SIGHTINGS


EU Being Pressured To Allow Hormone-Treated Beef
3-10-98
By Adrian Croft



BRUSSELS (Reuters) - The European Union will respond to a World Trade Organization ruling finding fault with its ban on imports of hormone-treated beef by commissioning four new studies of any risk to humans from the meat, an EU source said Tuesday.
 
The controversial ban will remain in place while the new studies are carried out, the source said. The EU's decision, to be announced officially to the WTO Dispute Settlement Body in Geneva Friday, could set it on a collision course with the United States which has said it will not put up with new risk assessments before the EU lifts the ban.
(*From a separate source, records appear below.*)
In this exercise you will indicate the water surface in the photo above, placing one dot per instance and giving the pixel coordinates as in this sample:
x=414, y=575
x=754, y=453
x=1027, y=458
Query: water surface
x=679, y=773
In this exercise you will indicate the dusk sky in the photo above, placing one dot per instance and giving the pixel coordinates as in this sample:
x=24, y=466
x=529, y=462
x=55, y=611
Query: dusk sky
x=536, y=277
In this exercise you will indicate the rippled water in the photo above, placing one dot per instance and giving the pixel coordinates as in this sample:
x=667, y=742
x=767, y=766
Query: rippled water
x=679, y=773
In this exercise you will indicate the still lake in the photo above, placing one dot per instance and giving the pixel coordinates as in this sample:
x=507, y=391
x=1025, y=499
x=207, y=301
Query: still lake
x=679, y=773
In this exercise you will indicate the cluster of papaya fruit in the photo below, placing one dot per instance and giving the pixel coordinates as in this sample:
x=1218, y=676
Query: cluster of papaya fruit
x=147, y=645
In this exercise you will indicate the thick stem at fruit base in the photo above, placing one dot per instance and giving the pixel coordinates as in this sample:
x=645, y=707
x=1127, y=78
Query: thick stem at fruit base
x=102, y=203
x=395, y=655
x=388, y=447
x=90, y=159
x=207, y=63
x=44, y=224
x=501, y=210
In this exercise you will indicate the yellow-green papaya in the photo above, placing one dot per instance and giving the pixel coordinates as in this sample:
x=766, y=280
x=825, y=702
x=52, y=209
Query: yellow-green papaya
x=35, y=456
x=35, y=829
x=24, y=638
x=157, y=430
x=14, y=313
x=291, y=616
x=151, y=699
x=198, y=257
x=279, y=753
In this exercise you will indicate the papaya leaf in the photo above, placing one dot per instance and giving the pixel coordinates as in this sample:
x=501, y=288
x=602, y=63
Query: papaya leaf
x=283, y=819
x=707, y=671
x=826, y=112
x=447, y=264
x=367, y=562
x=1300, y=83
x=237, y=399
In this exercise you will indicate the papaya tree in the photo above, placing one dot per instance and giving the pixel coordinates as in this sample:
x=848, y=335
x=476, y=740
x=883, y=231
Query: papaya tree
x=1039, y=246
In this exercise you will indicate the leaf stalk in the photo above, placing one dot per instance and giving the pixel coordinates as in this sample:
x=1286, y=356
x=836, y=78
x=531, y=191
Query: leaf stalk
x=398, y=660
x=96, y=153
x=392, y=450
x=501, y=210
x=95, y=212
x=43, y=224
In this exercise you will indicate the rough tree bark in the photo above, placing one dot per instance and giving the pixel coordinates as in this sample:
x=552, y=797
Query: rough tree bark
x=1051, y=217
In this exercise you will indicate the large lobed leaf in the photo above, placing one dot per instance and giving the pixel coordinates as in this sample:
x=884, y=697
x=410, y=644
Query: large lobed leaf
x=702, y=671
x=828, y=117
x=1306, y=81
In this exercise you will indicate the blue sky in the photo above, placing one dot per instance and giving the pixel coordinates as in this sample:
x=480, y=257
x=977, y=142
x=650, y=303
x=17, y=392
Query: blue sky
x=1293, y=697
A WTO appeal board found in January that the EU's decade-old ban on imports of beef from cattle treated with growth hormones ran counter to global trading rules.
 
The EU and the United States, which brought the WTO case together with Canada, have clashed over the implications of the ruling, with Washington demanding that the ban be lifted and Brussels saying that the WTO ruling only requires it to produce a scientific assessment of any risk to humans from eating hormone-treated beef.
 
The EU hailed the WTO ruling in January, saying it upheld the EU's position on four of five major points in dispute. The EU is due to report to the WTO's Dispute Settlement Body Friday on how it plans to implement the WTO's findings. EU officials would tell the WTO body it intended to fulfill its WTO obligations by commissioning four independent studies into the possible risks posed by hormone-treated beef, an EU source said.
 
The Scientific Veterinary Committee for Public Health would then look at the results of the studies and all other available information in assessing possible risk, the source said. ``In the meantime, the ban will stay,'' he said. The source did not say how long the studies would take to complete, but the EU must in theory come up with a plan of action to bring it into conformity with the WTO appeals board ruling within 15 months.
 
EU officials have previously said that, if the scientific study concluded there was a risk, it could justify keeping the ban in place.